Je suis un des rares à avoir le numéro direct de Tom, et tant pis s’il me localise, tant pis s’il sait que je suis de retour au pays. Je laisse un message et dis que je rappelle dans dix minutes. Juste le temps de me demander à quoi l’on reconnaît un ami. Il doit bien y avoir des critères.
— C’est quoi pour toi un ami, Ben ?
— T’as de ces questions…
Il faut dire que je ne suis pas non plus un spécialiste. Tout gosse, je me suis entouré d’une bande de voyous et, à l’âge adulte, d’une équipe. J’ai eu des clients, j’ai conclu des pactes avec des partenaires, j’ai eu toute une ribambelle d’associés mais, au milieu de tous ces gens-là, je serais bien en peine de donner à un seul le statut d’ami.
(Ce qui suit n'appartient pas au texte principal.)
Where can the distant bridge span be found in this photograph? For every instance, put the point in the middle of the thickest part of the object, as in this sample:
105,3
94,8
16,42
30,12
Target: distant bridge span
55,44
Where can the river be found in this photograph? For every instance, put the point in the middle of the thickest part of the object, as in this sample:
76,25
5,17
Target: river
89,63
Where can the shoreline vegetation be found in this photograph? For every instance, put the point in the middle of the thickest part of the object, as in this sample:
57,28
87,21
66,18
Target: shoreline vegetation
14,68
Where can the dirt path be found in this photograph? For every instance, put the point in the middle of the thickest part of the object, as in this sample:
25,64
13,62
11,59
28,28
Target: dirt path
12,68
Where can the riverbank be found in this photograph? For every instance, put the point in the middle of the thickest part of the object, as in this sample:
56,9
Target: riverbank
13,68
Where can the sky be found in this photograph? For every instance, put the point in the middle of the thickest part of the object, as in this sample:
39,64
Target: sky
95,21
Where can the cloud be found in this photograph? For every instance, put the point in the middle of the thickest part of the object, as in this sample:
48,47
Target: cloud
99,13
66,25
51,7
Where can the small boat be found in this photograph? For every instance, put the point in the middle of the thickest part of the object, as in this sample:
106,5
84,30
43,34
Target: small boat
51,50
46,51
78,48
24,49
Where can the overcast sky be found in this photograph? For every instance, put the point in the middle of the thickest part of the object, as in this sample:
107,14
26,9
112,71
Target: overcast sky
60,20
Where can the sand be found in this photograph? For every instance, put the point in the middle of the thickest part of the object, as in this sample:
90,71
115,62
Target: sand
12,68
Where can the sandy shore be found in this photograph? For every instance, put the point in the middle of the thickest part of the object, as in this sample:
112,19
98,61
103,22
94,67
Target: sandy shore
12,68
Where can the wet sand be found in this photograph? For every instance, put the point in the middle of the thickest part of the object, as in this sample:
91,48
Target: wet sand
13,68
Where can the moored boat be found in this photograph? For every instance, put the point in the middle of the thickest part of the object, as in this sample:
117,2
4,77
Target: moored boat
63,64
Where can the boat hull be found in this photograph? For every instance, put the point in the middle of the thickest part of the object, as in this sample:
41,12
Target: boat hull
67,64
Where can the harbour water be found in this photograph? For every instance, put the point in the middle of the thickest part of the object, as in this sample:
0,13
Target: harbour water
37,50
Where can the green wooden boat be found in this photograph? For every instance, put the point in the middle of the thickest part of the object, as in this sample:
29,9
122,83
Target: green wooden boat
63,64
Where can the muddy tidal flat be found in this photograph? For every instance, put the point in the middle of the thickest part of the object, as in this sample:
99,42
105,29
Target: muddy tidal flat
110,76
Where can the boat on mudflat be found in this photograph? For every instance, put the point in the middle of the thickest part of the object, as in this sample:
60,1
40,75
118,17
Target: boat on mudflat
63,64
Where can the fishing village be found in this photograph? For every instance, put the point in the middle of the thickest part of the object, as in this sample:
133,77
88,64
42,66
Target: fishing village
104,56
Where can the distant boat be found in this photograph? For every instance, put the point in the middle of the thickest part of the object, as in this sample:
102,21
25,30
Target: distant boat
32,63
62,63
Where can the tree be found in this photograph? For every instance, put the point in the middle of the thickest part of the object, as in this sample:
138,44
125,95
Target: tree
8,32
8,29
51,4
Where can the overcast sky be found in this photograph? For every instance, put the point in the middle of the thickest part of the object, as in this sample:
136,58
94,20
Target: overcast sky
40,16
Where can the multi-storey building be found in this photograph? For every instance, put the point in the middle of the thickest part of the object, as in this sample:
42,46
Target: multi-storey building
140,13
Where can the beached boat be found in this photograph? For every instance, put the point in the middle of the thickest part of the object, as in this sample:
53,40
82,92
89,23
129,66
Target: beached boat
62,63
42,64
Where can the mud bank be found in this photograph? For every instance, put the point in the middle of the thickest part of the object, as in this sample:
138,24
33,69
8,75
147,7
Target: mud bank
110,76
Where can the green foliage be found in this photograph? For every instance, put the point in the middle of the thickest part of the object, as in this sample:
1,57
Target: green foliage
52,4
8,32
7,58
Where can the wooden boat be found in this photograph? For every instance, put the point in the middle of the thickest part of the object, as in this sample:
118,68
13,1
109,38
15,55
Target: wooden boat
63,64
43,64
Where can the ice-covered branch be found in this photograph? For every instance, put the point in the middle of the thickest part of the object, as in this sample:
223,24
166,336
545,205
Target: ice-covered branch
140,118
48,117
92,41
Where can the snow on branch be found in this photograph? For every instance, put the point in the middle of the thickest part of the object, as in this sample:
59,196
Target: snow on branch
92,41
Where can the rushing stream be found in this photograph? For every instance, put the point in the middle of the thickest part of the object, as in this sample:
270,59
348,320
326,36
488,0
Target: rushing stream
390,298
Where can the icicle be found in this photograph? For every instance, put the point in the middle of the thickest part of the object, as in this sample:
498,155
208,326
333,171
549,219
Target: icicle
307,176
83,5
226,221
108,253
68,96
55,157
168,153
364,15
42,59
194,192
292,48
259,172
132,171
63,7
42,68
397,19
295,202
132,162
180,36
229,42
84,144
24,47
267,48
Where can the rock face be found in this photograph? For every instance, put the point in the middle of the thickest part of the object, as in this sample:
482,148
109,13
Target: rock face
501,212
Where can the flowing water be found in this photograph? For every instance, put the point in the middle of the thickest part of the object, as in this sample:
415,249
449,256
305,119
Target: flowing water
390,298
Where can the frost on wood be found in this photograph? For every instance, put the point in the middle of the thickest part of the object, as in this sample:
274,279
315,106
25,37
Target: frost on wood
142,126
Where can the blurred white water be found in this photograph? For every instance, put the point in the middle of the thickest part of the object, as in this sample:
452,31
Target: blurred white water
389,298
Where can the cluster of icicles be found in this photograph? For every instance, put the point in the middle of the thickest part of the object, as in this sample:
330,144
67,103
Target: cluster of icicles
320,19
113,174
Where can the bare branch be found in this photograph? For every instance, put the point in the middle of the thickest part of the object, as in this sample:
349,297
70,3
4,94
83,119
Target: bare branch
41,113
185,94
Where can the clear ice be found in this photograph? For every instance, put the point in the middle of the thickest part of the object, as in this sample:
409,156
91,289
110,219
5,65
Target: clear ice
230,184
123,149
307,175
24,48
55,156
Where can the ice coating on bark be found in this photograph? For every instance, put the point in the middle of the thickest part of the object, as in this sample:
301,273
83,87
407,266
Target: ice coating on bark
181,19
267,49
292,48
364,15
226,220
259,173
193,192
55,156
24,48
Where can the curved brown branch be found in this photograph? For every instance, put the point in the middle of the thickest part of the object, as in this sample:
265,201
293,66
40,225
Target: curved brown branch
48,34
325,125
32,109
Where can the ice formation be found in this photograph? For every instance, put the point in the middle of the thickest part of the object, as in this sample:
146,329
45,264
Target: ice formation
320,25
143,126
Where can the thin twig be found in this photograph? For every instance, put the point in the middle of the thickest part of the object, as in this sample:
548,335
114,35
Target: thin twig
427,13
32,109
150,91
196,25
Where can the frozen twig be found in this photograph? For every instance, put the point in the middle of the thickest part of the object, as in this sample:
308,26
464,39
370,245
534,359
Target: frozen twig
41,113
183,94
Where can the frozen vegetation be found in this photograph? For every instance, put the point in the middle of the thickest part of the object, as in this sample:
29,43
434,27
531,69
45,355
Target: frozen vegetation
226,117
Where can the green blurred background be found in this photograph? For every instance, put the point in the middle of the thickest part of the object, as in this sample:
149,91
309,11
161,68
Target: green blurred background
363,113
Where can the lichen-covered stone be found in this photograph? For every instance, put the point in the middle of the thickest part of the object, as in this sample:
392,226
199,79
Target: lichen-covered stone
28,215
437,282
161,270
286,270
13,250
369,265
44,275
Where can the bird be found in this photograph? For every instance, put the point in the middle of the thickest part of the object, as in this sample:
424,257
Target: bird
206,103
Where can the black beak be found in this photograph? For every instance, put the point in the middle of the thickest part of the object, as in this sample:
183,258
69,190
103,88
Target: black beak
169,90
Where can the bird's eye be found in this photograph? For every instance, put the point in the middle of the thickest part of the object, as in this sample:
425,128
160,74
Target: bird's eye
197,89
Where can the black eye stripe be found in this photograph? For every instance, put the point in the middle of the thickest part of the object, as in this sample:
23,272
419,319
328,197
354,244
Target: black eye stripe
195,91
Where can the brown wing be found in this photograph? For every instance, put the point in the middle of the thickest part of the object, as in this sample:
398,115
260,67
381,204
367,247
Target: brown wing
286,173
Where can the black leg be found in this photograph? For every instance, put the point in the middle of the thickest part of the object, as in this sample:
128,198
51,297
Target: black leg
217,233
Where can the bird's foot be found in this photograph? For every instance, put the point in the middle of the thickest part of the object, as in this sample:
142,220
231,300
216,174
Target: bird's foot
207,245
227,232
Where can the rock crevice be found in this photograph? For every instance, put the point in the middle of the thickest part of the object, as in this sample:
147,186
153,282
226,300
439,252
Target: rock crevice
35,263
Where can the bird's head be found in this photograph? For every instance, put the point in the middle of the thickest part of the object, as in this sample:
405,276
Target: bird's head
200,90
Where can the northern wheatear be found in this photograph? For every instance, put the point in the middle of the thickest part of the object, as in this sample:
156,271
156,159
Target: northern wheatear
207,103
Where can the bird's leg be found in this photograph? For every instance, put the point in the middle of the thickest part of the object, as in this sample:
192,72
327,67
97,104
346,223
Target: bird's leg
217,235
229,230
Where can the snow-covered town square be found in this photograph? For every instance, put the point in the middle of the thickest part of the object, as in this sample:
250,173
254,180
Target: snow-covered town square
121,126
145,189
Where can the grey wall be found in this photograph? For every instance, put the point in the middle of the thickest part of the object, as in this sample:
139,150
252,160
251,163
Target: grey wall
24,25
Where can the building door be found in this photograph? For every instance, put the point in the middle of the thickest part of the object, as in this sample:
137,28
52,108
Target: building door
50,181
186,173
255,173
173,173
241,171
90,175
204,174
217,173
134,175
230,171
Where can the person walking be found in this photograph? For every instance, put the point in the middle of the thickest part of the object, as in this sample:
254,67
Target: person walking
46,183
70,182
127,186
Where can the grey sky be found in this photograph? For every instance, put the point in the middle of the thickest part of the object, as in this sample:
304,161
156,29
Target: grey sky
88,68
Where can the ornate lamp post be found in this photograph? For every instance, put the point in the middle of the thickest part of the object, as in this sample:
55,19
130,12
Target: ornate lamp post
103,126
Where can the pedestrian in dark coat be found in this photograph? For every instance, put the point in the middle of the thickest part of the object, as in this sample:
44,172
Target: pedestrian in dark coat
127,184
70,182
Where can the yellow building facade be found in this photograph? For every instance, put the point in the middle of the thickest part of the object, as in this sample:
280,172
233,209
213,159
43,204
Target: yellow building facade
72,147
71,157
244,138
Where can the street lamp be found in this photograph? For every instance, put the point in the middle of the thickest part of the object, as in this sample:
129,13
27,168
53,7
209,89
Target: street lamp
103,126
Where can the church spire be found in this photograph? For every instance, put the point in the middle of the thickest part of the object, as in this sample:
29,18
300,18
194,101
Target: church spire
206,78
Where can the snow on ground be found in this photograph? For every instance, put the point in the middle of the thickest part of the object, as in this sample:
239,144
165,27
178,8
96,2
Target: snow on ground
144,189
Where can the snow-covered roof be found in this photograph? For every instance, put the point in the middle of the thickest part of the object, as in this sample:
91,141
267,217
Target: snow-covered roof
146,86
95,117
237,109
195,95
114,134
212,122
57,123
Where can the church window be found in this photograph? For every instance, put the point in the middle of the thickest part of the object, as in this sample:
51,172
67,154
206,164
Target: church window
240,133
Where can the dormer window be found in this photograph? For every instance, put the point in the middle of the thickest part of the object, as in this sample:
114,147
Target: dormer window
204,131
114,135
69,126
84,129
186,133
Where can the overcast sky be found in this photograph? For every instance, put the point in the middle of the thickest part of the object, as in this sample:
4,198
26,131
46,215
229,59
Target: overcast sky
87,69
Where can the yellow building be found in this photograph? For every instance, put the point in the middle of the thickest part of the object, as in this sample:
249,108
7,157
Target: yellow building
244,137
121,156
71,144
— Tu veux un journal pour le voyage ?
Il faut que je me souvienne d’un VRAI ami, juste un, juste pour comparer.
Jimmy Lombardo ?
Nés à un jet de pierre l’un de l’autre. Compagnons de la première heure. Tant de bons moments, mais aussi tant de mauvais qu’on a surmontés ensemble. C’est peut-être ça qui définit une amitié : on peut boire des verres avec des types pendant trente ans, le cul sur des banquettes de bar, et se marrer avec eux et conclure des alliances, ça ne veut rien dire, ça n’est pas de l’amitié et ça ne résiste pas au premier pépin. Je n’y connais pas grand-chose mais je suis sûr qu’une vraie amitié a connu l’épreuve du feu. Avec Jimmy, on s’est associés pour nos premiers gros coups et jamais on ne s’est balancés l’un l’autre. Je me suis relevé la nuit pour l’aider à enterrer des macchabées, j’ai même fait des faux témoignages au risque de plonger avec lui. Après un affrontement avec une bande rivale, on a passé 180 jours dans la même cellule en laissant un bakchich au directeur et aux gardiens (avec qui peut-on passer 180 jours et nuits sans se taper dessus, sinon un ami ?). Jimmy m’a rendu tant de services, et il a été le seul présent à ma première sortie de taule. Il a même été témoin à mon mariage. Si un seul homme au monde peut se vanter d’avoir eu un ami, c’est bien moi.